Although undefined in the Code, a ‘rejection’ is universally understood as an affirmative declaration by the trustee that the estate will not take on the obligations of a lease or contract made by the debtor. A sale of property free and clear of a lease may be an effective rejection of the lease in some everyday sense, but it is not the same thing as the ‘rejection’ contemplated by section 365. In sum, section 363 governs the sale of estate property, while section 365 governs the formal rejection of a lease. Where there is a sale, but no rejection (or a rejection, but no sale), there is no conflict.
But, wary of its decision being construed as tantamount to “an effective repeal of Section 365(h),” and recognizing that its precise holding would be of little use in a situation (like the one the court faced in Dishi) in which there was both a formal rejection of the lease and a proposed sale of property, the Spanish Peaks Court offered the following additional guidance. First, as in Dishi, the Court noted that the requirement for adequate protection of an interest to be terminated by a Section 363(f) sale constitutes a “powerful check on potential abuses of free-and-clear sales.” Second, also as in Dishi, the Ninth Circuit observed that a sale free and clear of the tenant’s leasehold interest could only be consummated upon satisfaction of one of the five provisions of Section 363(f).

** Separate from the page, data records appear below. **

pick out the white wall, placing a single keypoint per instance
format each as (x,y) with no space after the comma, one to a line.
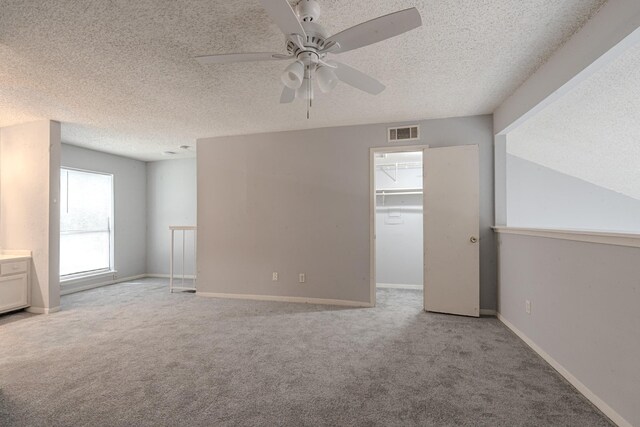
(130,190)
(171,200)
(29,209)
(298,202)
(539,197)
(399,224)
(584,311)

Accordingly, even in the minority of cases in which courts appear to subordinate a tenant’s rights under Section 365(h) to the provisions of Section 363(f), the tenant is not without recourse. To the contrary, a debtor seeking to sell property free and clear of a tenant’s leasehold interest must satisfy one of the five bases for approval of such sales set forth in Sections 363(f)(1)-(5). And, if the tenant requests it, the Court can condition the sale on “adequate protection” of the leasehold interest, which may take the form of continued possession for the duration of the lease term. Given these protections, the interplay between Sections 363(f) and 365(h) may be of more interest to academics and practitioners than to tenants, who appear to enjoy broad protection of their rights under both the majority and minority view.
 11 U.S.C. § 365(h)(1)(A)(ii).
 11 U.S.C. § 363(f)(1)-(5).
 In re Churchill Props. III, Ltd. Pshp., 197 B.R. 283, 288 (Bankr. N.D. Ill. 1996).
 See, e.g., In re Taylor, 198 B.R. 142, 165 (Bankr. D.S.C. 1996) and In re LHD Realty Corp., 20 B.R. 717, 719 (Bankr. S.D. Ind. 1982).
 Churchill, 197 B.R. at 288. Cf. In re Revel AC, Inc., a recent decision of the Third Circuit Court of Appeals appears to be in accord with the majority view. 2018 U.S. App. LEXIS 34028 (3d Cir. Nov. 30, 2018) (tenant permitted to reduce its rent obligations by recoupment amounts applicable under the lease by virtue of its election under Section 365(h) notwithstanding new landlord’s acquisition of the property “free and clear” under Section 363(f)).
 In re Downtown Ath. Club of N.Y. City, 2000 U.S. Dist. LEXIS 7917, *12-13 (S.D.N.Y. 2000).
 In re Qualitech Steel Corp. & Qualitech Steel Holdings Corp., 327 F.3d 537 (7th Cir. 2003).
 Dishi & Sons v. Bay Condos, LLC, 510 B.R. 696 (S.D.N.Y. 2014) (“Dishi”).
 Dishi at 704 (citing In re Zota Petroleums, LLC, 482 B.R. 154, 163 (Bankr. E.D. Va. 2012)).
 Id. at 707, 708 (emphasis added).
 Id. at 709-11.
 Id. 712.
 In re Spanish Peaks Holdings II, LLC, 872 F.3d 892 (9th Cir. 2017) (“Spanish Peaks”).
 872 F.3d at 899.
 Id. (citing Dishi, 510 B.R. at 704).
 Id. at 900.
 Unlike in Dishi, however, in Spanish Peaks there does not appear to have been any dispute “that at least one provision of § 363(f) was satisfied.” Id.